Jesus is the Greek version of the Hebrew name Joshua. What did Joshua do for Israel? God used Joshua to save Israel from her enemies in the promised land.
Let us think about that for a moment. In the days when the angel spoke to Joseph, Israel was under Roman rule. Joseph may have thought this child would one day, like Joshua, save Israel from her Roman oppressors. The angel did not say that. He said, “he will save his people from their sins,” not from Rome but from their sins.
Like first-century Israel we often mistake the hope of the world for geo-political solutions. We say we want someone to save our nation, someone who will stand up for what is right in society, a hero by our standards who will take care of whatever or whoever we think our enemy is. Jesus does not save in this way; his salvation works on a deeper level.
Let us say you have a plant with a disease of the roots, but you start spraying it with a spray designed to cure a disease of the leaves. Will your plant get better? Likely not, it might even die. While you are treating the surface problem, the disease is actually killing the plant at its roots.
Far too often today, people think of society like a machine. They say, “if only we can get the parts right – the right judicial system, right education curriculum, right people in power to do what we think are the right things needing to be done – then the machine will start working smoothly and churning out whatever products we think it should be producing.

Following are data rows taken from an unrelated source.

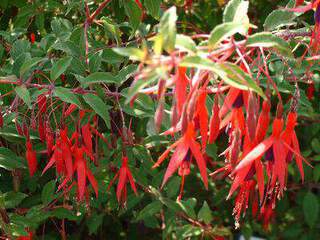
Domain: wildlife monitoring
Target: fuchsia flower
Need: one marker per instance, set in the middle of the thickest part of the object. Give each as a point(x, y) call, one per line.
point(124, 175)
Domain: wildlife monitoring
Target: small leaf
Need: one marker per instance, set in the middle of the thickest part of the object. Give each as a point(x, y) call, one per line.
point(24, 94)
point(268, 40)
point(60, 67)
point(135, 54)
point(153, 7)
point(310, 209)
point(167, 29)
point(236, 11)
point(316, 173)
point(62, 213)
point(26, 66)
point(13, 199)
point(205, 213)
point(67, 96)
point(278, 18)
point(98, 106)
point(185, 43)
point(99, 77)
point(224, 31)
point(47, 194)
point(228, 72)
point(149, 210)
point(133, 12)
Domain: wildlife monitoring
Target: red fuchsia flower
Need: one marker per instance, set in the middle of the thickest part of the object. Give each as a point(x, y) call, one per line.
point(276, 147)
point(310, 91)
point(124, 175)
point(214, 121)
point(202, 117)
point(31, 157)
point(62, 155)
point(83, 172)
point(1, 118)
point(234, 101)
point(247, 189)
point(32, 38)
point(182, 146)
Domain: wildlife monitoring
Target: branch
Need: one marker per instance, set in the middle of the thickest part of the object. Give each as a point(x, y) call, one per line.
point(98, 10)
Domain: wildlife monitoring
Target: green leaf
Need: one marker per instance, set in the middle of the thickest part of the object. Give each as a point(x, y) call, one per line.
point(185, 43)
point(47, 194)
point(224, 31)
point(268, 40)
point(9, 160)
point(99, 77)
point(153, 7)
point(24, 94)
point(126, 72)
point(98, 106)
point(205, 213)
point(13, 199)
point(279, 18)
point(26, 66)
point(316, 173)
point(133, 90)
point(135, 54)
point(60, 67)
point(228, 72)
point(94, 222)
point(310, 209)
point(150, 210)
point(67, 96)
point(236, 11)
point(167, 29)
point(62, 213)
point(133, 12)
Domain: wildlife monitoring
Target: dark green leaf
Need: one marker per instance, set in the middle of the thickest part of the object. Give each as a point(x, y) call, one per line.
point(98, 106)
point(60, 67)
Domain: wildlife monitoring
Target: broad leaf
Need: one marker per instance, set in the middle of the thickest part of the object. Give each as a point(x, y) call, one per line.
point(60, 67)
point(98, 106)
point(225, 30)
point(268, 40)
point(24, 94)
point(67, 96)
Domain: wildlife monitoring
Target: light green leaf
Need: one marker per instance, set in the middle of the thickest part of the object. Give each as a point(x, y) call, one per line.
point(153, 7)
point(67, 96)
point(135, 54)
point(150, 210)
point(228, 72)
point(224, 31)
point(26, 66)
point(13, 199)
point(99, 77)
point(24, 94)
point(236, 11)
point(310, 209)
point(133, 12)
point(60, 67)
point(268, 40)
point(205, 213)
point(98, 106)
point(279, 18)
point(167, 29)
point(185, 43)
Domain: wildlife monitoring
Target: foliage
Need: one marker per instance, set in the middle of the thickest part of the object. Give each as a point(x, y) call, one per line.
point(137, 119)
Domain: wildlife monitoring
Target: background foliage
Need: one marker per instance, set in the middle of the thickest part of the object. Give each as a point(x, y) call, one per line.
point(59, 54)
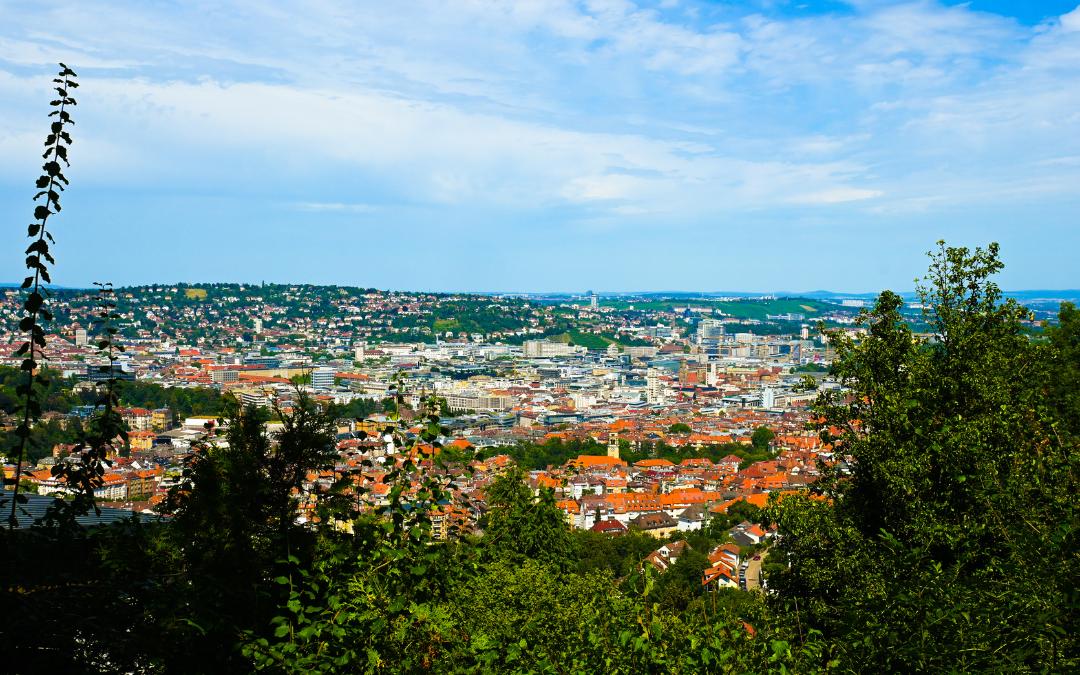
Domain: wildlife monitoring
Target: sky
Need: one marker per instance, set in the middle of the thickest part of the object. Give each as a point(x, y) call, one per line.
point(549, 145)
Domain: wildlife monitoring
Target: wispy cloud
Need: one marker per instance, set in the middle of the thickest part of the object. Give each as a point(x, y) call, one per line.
point(499, 116)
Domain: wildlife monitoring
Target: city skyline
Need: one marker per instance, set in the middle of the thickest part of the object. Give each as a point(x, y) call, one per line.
point(551, 146)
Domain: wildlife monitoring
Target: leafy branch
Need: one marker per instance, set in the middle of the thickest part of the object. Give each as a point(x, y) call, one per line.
point(50, 184)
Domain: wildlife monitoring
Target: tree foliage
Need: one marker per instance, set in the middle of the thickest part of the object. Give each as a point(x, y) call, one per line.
point(953, 542)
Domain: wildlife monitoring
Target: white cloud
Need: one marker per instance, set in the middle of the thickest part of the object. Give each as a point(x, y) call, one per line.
point(836, 196)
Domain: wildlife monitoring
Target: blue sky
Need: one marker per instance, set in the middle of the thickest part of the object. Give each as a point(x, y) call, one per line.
point(550, 145)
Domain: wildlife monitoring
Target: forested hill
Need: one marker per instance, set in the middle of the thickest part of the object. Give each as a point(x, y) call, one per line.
point(228, 312)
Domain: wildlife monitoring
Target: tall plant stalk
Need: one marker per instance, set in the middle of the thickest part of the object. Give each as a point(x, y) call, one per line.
point(50, 184)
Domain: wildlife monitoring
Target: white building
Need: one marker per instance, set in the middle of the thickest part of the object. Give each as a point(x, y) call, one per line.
point(322, 379)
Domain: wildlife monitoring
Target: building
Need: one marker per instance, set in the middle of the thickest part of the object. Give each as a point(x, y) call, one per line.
point(322, 379)
point(547, 349)
point(106, 373)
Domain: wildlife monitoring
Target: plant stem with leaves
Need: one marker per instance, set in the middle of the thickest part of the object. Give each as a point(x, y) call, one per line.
point(50, 185)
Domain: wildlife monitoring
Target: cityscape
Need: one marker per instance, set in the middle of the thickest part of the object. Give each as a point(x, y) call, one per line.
point(540, 337)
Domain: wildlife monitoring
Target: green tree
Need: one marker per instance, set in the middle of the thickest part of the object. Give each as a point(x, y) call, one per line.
point(761, 437)
point(523, 526)
point(954, 518)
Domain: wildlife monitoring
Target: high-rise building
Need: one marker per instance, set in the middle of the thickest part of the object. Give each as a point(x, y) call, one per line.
point(653, 387)
point(710, 329)
point(613, 444)
point(322, 379)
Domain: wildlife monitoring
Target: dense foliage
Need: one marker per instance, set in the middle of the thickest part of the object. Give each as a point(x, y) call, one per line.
point(953, 544)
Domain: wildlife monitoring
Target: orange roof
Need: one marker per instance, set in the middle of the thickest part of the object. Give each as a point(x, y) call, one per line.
point(596, 460)
point(645, 463)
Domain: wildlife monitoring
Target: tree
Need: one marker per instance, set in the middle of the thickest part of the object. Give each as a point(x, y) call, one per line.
point(522, 526)
point(954, 520)
point(761, 437)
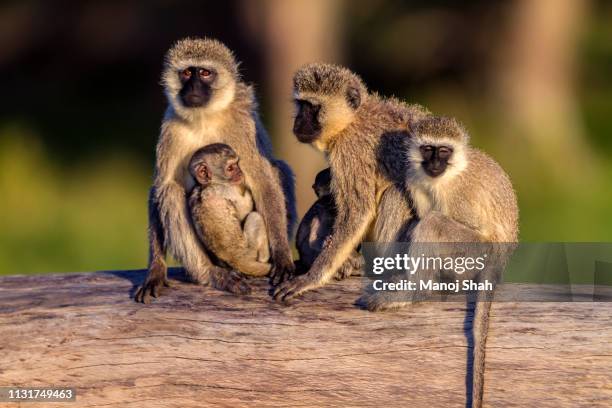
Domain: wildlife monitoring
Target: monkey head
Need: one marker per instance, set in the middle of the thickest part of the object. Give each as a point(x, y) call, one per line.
point(437, 147)
point(216, 163)
point(326, 100)
point(322, 184)
point(199, 75)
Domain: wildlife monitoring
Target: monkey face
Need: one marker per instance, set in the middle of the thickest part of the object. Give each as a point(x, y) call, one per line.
point(435, 158)
point(307, 125)
point(196, 88)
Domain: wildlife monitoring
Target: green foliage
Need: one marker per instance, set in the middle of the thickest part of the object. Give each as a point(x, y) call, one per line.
point(91, 217)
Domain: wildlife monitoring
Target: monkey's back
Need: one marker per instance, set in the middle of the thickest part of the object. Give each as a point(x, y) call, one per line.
point(482, 197)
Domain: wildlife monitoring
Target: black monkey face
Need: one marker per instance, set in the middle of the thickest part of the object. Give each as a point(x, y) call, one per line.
point(435, 159)
point(196, 90)
point(306, 126)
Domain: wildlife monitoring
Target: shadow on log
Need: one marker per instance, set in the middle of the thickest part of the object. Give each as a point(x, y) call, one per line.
point(195, 346)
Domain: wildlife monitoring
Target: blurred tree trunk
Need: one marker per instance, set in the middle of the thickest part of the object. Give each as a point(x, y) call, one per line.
point(295, 32)
point(535, 79)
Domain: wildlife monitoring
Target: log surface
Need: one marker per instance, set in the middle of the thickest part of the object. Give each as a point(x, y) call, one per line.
point(196, 347)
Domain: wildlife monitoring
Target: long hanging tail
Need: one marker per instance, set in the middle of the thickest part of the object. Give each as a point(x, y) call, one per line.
point(480, 328)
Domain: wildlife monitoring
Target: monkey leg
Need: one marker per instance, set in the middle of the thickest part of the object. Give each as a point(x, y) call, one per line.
point(433, 228)
point(157, 276)
point(255, 233)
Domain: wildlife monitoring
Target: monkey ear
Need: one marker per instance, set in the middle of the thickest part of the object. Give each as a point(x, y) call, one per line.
point(203, 175)
point(353, 96)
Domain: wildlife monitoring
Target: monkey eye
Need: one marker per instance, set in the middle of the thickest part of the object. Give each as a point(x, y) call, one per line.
point(426, 151)
point(445, 152)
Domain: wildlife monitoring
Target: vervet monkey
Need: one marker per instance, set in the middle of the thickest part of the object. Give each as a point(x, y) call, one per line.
point(222, 211)
point(316, 227)
point(361, 134)
point(209, 103)
point(461, 195)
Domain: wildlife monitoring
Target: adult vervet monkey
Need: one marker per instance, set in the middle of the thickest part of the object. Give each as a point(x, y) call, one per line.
point(462, 196)
point(361, 133)
point(209, 103)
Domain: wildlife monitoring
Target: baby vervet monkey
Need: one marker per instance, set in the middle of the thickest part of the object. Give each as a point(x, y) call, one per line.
point(316, 227)
point(222, 211)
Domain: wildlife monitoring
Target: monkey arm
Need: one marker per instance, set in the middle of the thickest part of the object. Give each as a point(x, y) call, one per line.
point(222, 234)
point(270, 203)
point(350, 227)
point(157, 276)
point(287, 179)
point(181, 238)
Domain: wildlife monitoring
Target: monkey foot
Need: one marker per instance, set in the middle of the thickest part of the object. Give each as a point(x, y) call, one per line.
point(292, 288)
point(152, 288)
point(282, 269)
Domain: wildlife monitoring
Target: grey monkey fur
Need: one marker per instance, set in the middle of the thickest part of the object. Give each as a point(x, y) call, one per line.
point(229, 117)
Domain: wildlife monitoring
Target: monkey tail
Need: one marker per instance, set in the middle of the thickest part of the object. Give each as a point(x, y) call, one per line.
point(480, 329)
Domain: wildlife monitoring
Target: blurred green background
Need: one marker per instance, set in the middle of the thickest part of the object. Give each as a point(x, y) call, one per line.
point(81, 105)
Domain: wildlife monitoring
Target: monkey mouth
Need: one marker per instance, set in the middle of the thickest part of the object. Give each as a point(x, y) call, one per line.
point(434, 172)
point(194, 101)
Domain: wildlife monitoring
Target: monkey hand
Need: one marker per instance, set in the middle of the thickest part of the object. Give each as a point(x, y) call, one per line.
point(290, 289)
point(381, 301)
point(282, 267)
point(156, 280)
point(230, 281)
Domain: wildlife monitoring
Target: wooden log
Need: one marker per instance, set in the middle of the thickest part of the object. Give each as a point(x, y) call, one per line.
point(196, 347)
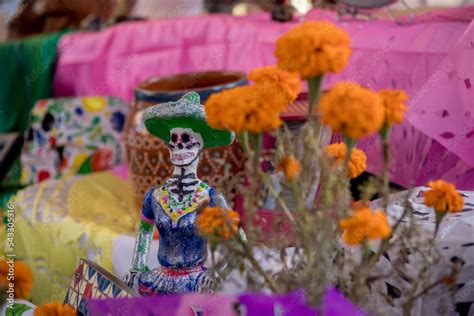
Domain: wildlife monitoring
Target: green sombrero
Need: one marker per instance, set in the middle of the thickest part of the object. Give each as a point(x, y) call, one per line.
point(187, 112)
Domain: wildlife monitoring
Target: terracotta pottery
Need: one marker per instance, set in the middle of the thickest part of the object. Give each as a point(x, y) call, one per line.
point(147, 155)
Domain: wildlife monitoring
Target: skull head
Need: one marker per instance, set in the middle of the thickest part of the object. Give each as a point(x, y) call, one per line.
point(185, 146)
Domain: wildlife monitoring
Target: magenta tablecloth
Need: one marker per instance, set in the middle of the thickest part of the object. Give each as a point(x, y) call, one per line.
point(432, 59)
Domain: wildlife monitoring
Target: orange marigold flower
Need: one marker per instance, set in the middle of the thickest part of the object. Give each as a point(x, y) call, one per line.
point(23, 278)
point(357, 161)
point(55, 309)
point(216, 221)
point(443, 197)
point(313, 49)
point(363, 224)
point(394, 105)
point(247, 108)
point(351, 109)
point(278, 80)
point(290, 167)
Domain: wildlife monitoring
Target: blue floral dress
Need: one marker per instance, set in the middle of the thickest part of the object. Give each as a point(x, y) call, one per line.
point(182, 250)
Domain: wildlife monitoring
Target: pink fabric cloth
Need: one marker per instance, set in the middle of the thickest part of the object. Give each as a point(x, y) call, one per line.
point(431, 59)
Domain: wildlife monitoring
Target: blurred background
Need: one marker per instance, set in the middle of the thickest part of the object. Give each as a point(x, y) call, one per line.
point(22, 18)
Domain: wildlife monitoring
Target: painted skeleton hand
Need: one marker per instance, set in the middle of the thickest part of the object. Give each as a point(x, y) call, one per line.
point(141, 253)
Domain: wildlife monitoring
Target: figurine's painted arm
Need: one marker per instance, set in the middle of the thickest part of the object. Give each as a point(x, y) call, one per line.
point(141, 250)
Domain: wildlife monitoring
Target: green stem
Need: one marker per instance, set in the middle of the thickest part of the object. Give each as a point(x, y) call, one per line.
point(314, 90)
point(350, 143)
point(384, 135)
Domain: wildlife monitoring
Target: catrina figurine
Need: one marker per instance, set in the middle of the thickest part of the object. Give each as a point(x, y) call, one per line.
point(173, 206)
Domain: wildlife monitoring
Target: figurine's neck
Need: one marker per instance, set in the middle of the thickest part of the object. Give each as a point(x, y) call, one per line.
point(190, 169)
point(184, 180)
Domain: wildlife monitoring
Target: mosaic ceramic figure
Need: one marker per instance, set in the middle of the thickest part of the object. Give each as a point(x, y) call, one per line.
point(173, 207)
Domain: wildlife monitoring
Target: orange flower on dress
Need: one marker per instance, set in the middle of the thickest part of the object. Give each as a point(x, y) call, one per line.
point(313, 49)
point(55, 309)
point(364, 224)
point(247, 108)
point(394, 105)
point(352, 110)
point(443, 197)
point(357, 161)
point(23, 278)
point(290, 167)
point(278, 80)
point(216, 221)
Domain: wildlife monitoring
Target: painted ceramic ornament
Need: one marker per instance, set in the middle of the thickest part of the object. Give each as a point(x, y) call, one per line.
point(173, 207)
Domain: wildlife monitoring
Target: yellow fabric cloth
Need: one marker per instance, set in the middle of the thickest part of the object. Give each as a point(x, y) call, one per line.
point(58, 222)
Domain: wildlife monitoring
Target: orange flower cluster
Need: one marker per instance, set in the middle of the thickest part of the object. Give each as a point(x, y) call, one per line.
point(290, 167)
point(255, 108)
point(216, 221)
point(55, 309)
point(352, 110)
point(313, 49)
point(23, 278)
point(357, 161)
point(278, 80)
point(394, 105)
point(443, 197)
point(365, 224)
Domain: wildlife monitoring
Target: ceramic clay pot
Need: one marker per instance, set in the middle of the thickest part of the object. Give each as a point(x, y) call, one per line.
point(147, 155)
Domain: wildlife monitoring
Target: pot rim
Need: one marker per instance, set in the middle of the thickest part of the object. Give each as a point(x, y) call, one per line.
point(240, 77)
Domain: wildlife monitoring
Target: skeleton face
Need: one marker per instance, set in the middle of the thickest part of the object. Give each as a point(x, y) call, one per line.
point(184, 146)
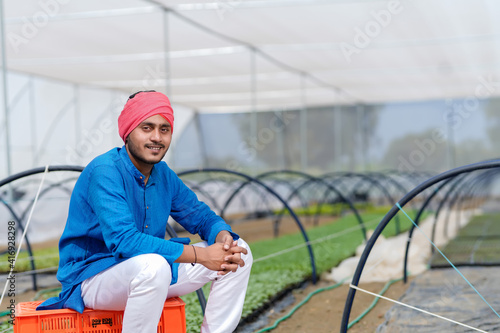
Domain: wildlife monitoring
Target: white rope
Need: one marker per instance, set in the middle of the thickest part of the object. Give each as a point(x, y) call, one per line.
point(417, 309)
point(319, 240)
point(24, 233)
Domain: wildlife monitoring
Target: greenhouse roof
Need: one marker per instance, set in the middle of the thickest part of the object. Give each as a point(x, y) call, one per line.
point(237, 56)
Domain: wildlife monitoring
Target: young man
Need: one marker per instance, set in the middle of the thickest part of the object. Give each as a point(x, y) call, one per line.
point(113, 255)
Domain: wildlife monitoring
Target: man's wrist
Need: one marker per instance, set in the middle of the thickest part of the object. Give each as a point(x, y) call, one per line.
point(221, 235)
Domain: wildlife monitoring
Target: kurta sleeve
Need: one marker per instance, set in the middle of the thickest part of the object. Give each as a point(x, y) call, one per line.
point(195, 216)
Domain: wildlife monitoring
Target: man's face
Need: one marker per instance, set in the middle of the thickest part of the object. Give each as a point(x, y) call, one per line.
point(149, 142)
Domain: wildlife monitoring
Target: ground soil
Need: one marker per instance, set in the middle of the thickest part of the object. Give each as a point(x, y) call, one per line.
point(323, 312)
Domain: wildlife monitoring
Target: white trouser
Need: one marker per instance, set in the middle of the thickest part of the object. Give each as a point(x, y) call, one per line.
point(140, 285)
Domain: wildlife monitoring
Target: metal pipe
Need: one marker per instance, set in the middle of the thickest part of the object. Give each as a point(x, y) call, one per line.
point(5, 91)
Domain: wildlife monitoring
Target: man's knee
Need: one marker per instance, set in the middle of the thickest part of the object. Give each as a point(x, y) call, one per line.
point(154, 271)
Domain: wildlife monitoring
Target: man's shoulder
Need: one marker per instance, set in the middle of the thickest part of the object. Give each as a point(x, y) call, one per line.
point(109, 159)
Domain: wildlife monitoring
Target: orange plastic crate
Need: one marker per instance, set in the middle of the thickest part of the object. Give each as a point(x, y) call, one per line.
point(28, 320)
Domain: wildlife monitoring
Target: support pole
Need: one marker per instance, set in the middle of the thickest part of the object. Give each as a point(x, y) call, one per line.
point(253, 99)
point(166, 45)
point(5, 91)
point(303, 124)
point(33, 122)
point(337, 118)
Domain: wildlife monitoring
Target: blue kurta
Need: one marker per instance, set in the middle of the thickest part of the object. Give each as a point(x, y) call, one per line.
point(113, 216)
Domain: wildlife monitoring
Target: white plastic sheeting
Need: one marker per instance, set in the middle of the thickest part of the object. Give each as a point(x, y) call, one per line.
point(278, 54)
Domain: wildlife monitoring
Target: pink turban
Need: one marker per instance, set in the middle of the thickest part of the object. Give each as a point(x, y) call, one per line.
point(142, 106)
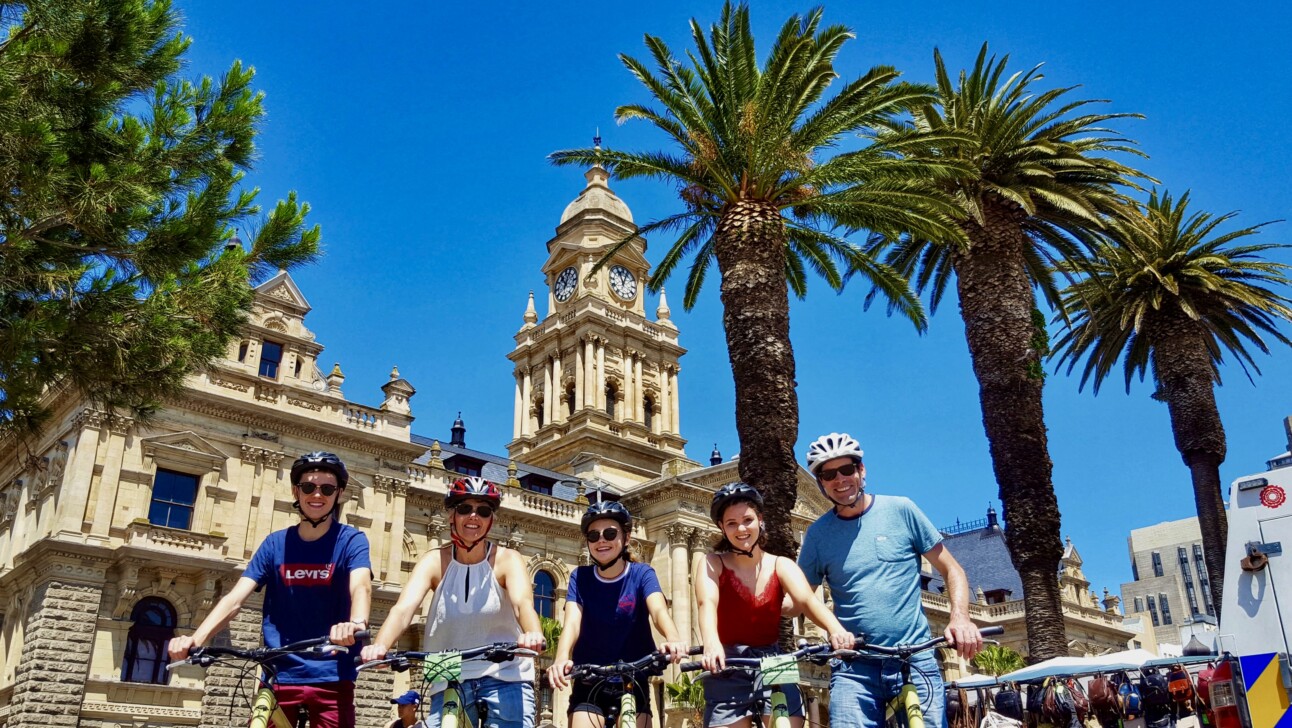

These surface solutions can become like a band aid placed on a festering, infected wound. Unless we deal with the root problem, healing will never come.
Jesus came to do far more than grease and fashion parts for a machine. He came to work at the root level, the cause of all our angst, hate, divisiveness, and lack of peace. He came to save us from that part of ourselves that rebels against God’s good intentions of love, kindness, peace, patience, self-control, for which he made us. He came to save his people from their sins. Do we not need him to?